My wife (and listening partner for 25 years) shares my passion. Actually, her listening ability is superior to mine because she is unfettered by the preconceived knowledge of the industry. Her listening experiences are pure and unprejudiced by what tubes should or should not sound like, or the differences between silver and copper cable - or any such baggage from our universe. She keeps me straight and we share both the music and the system.

Our system slowly and inexorably evolved up to September 11, 2001 (yes, that 9/11) which for me took on profound personal significance. While playing a regular pickup game of basketball at the local YMCA, early that morning I died - literally. Almost exactly at the same time that the world trade towers were hit, I dropped dead while playing ball. One second I was running down the court and the next, I simply collapsed. My heart and respiration had completely stopped. Through Divine Intervention, Fate or a combination of both, the YMCA had just recently installed a cardiac defibrillator. By further chance, a trained operator was on site early that day. With a success window of less than 3 minutes left, I was miraculously brought back. Yes, 9/11 has profound meaning for many. For me, it was the day of my rebirth. Now, what does this have to do with audio and reviewing?
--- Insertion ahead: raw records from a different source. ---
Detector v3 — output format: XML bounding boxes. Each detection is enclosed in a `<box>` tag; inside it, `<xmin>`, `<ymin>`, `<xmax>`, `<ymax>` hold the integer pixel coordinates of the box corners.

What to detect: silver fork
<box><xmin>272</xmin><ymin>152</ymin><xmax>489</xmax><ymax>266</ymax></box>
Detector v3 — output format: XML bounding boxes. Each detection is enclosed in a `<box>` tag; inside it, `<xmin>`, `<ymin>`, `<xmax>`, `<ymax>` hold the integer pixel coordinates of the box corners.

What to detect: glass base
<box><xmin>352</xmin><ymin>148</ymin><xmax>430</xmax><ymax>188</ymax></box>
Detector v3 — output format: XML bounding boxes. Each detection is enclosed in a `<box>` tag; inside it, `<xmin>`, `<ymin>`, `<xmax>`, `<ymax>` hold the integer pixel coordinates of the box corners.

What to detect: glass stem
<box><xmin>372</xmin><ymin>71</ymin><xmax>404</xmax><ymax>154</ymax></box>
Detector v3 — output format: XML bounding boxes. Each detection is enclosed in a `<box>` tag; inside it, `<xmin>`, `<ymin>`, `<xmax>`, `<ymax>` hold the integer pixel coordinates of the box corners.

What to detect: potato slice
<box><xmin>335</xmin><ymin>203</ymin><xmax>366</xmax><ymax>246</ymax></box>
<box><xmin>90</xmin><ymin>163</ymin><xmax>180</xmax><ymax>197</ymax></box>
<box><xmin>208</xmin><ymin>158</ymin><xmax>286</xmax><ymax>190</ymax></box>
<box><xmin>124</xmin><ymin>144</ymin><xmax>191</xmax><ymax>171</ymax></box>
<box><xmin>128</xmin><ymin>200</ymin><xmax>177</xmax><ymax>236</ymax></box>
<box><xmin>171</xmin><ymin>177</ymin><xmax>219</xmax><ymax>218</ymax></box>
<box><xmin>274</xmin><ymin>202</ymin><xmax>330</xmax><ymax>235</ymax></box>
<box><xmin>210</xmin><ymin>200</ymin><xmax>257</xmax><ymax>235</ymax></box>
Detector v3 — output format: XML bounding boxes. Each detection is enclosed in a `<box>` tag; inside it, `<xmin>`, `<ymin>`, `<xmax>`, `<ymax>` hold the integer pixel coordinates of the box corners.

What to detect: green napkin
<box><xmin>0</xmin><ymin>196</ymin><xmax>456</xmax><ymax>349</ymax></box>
Actually, quite a lot. After this type of event, one views life differently. My audio progression was always one of incremental growth. According to the family budget, a new piece every year or two as the finances would allow. But after 9/11, my perspective changed. Long discussions with my wife resulted in changed priorities. Slow and patient building of one's dream might not be the right choice for us any longer. Life is tenuous. The times that my wife and I listen together are among my most prized. We decided that something that brings us both so much happiness and enjoyment and which we both share so passionately - why not go for it? We re-mortgaged the house and during a period of four years, the system now stands as my ultimate dream. It is the culmination of many years of dreams, passion and hard work. While others traveled, accumulating boats, new cars or pursued other vices, mine was a steadfast journey in audio. For all of you with non-audiophile wives - eat your heart out. Having been reborn from the dead, living with a beautiful wife that shares my audio insanity, I'm now also the proud owner of a pair of Wilson Audio X-2 speakers and Walker Audio Proscenium Gold Reference turntable. What more can you want? All in all, I figure I'm the luckiest guy on the planet.

I rarely listen casually. Most often it is an event , with the door closed, lights off and sometimes just a touch of cognac for gentle relaxation. My wife and I listen together and share the experience. (Our friends all know not to even bother calling us on Saturday nights – we won’t hear the phone.) We listen and then discuss the sound and the equipment. It’s a wonderful experience! Over the years and with age, time and perspective, my focus has shifted from equipment to music. Although I appreciate the technology of the equipment, in talking to the designers, I find their vision and passion to be more important than the elegance of the design. In my youth, I viewed audio as a singular event. Today I realize that it is a never-ending process. My audio philosophy is to keep an open mind, remember that it’s a hobby and most importantly, to have fun.